We are firmly committed to a liberal construction of constitutional Amendment No. 7, bearing in mind the purpose of its adoption and the object it sought to accomplish. This amendment provides a necessary and potent protection against ill-advised, oppressive or improvident legislative functions, and actions of the electors thereunder, in attempting to obtain relief, should not be thwarted by strict or technical construction . . . . We are neither authorized nor remotely inclined to disturb the proper *532application of this wholesome constitutional reservation of power to the people.

Applying the aforementioned test under the terms of the amendment, we hold that the resolution approving the annexation was municipal legislation in that it was a new law. The statutory procedure for annexing land provides that, before the annexation is final, the city council must pass an ordinance or resolution accepting the territory. Ark. Stat. Ann. §§ 19-305,19-306 (Repl. 1980). Since confirmation of the annexation is dependent on this action by the city council, such action cannot be considered merely the execution of a law already in existence. Rather the power exercised by the city council prescribes a new law and is municipal legislation. In addition, amendment 7, by its terms, provides that any resolution enlarging or extending a franchise shall be subject to referendum. A resolution approving an annexation pertains to an enlargement or extension of the services offered by the city to a new area. Therefore, when the city passed the resolution approving the annexation, the voters acquired a right to hold an election. Since the voters have an established legal right, mandamus should issue to compel the election.

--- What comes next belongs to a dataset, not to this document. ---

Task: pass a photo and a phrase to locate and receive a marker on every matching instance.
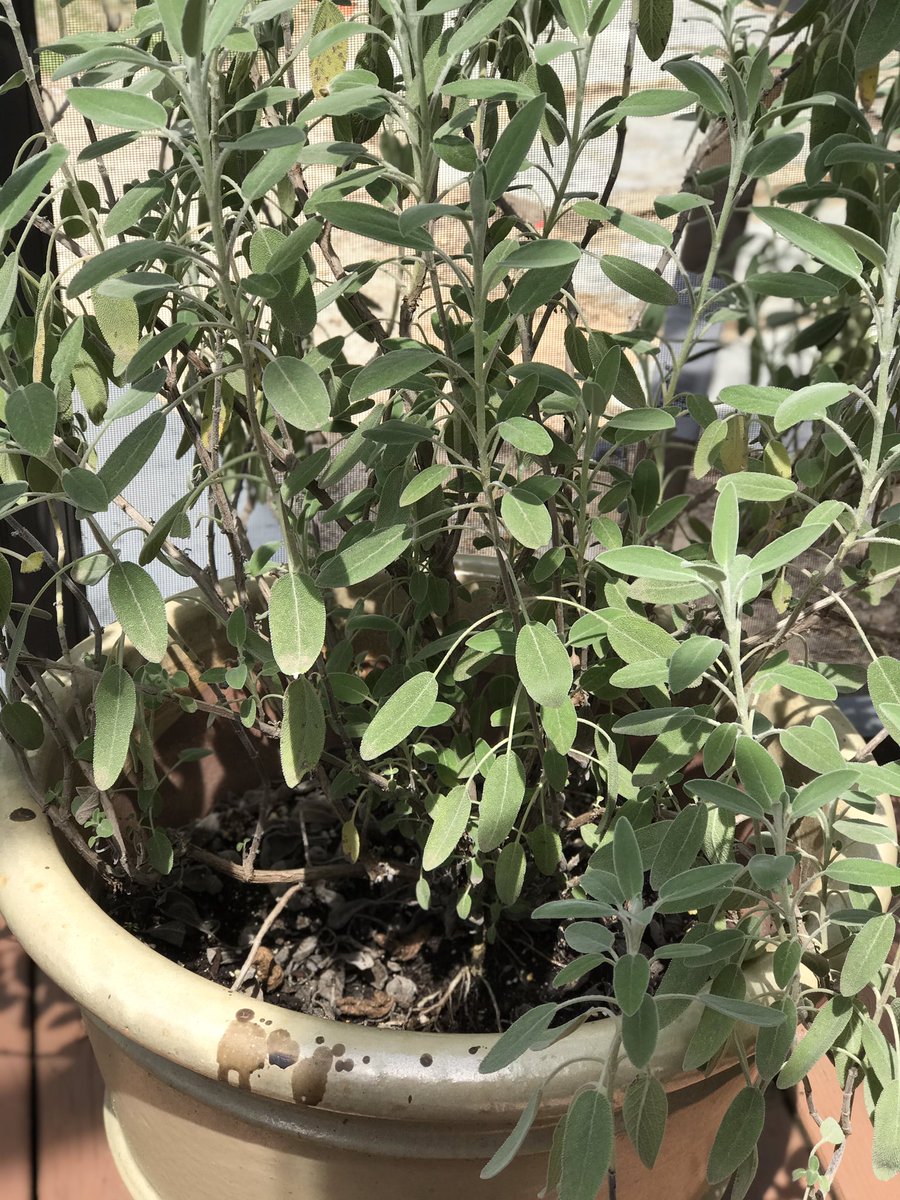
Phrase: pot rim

The North Little Rock mayor and alderman argue that, if an election is ordered, it should be postponed until a decision has been handed down by this court in an appeal that was taken of the circuit court judgment entered November 21, 1986. We decline to postpone the election. We explained in Lewis v. Conlee, Mayor et al., supra, that the matter of setting a date for an election is normally a matter of legislative discretion, but that that discretion cannot be exercised in a fashion that would nullify the intent of amendment 7. The same is true here. The people have a right, under amendment 7 to an election on the resolution passed by the city council. It is therefore up to the city to hold the election within a reasonably prompt period of time.

Accordingly, the judgment is reversed and the cause is granted with directions to the Pulaski Circuit Court to issue its writ directing the North Little Rock City Council to set the referendum election, involved herein, within a reasonably prompt *533period of time.